Perhaps more significant for the world as a whole is the thought that China and the USA are on a collision course. Donald Trump is itching to start a trade war with China, to reverse what he sees as America being ripped off. China’s ambitions are increasingly global. At the moment the two have come to an uneasy accommodation, with North Korea a joint focus of attention. But this looks unsustainable; China will not stop North Korea from developing nuclear weapons, as only a military intervention of some kind will achieve that, and China surely does not have the appetite for that. But a trade war between China and the USA would be an attack on one of the central economic and political pillars of the early 21st Century world. It would be extremely destabilising economically and politically. China still needs exports to the US to sustain its economy; the US still requires to be bankrolled by Chinese money. This is surely the most likely source of a financial crisis.

And then there is the risk of war. North Korea is determined to develop a genuine nuclear threat to America, and this is a huge provocation. It’s not a happy situation when we seem to be relying on military men to provide the restraint on the President.

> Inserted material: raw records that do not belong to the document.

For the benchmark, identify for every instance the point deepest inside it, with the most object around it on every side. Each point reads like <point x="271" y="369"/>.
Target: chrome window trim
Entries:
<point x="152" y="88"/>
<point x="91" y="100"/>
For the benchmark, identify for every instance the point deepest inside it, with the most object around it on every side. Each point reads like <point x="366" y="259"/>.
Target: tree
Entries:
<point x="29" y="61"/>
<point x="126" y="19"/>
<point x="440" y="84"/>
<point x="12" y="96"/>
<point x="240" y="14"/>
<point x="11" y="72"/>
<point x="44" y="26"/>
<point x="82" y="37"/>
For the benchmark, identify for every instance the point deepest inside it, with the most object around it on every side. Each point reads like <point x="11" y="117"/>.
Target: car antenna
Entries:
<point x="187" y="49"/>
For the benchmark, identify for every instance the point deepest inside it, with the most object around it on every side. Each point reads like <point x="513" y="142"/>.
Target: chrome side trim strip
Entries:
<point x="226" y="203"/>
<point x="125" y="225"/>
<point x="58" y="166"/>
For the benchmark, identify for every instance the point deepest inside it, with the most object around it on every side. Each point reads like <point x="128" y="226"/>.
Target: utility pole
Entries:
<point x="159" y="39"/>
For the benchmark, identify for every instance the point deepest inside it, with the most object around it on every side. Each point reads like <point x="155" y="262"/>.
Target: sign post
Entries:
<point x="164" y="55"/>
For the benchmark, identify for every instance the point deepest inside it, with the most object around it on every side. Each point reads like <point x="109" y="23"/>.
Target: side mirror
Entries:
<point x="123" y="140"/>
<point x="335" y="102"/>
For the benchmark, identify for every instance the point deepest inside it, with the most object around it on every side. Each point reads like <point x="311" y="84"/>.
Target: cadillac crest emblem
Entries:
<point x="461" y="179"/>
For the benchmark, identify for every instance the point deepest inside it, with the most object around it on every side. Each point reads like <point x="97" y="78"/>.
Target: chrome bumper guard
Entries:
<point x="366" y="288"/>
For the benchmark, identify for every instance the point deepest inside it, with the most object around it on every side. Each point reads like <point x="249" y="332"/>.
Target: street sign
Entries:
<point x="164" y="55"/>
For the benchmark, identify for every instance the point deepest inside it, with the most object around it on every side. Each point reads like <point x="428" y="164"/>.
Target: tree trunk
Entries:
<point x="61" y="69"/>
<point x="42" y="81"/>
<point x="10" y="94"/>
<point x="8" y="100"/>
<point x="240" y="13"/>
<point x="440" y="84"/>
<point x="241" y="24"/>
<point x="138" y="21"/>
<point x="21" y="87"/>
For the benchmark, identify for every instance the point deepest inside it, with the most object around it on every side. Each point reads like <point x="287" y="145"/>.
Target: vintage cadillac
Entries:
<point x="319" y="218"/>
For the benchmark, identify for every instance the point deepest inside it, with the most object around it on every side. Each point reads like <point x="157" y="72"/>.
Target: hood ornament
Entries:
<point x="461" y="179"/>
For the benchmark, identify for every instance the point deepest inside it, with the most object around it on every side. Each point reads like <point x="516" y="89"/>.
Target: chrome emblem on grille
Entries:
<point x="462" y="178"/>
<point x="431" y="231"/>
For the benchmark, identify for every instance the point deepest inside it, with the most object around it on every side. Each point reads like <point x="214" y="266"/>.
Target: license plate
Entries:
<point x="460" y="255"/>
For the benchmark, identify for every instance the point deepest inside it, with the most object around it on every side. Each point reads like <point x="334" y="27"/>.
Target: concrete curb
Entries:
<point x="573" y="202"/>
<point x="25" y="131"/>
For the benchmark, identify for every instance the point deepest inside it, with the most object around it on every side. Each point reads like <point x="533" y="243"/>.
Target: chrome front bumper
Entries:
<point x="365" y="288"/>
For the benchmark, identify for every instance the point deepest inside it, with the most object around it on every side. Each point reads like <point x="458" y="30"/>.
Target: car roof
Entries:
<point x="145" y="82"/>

So to summarise: the two critical developments to watch are a clash between Germany and Italy over the economic management of the Eurozone, and a clash between the US and China over trade. Either or both could precipitate a global financial crisis resulting in a substantial reduction in asset values and the banking woes that would follow from that. I am cautiously optimistic that the problems of the first of these will be contained; I am not at all optimistic on the second.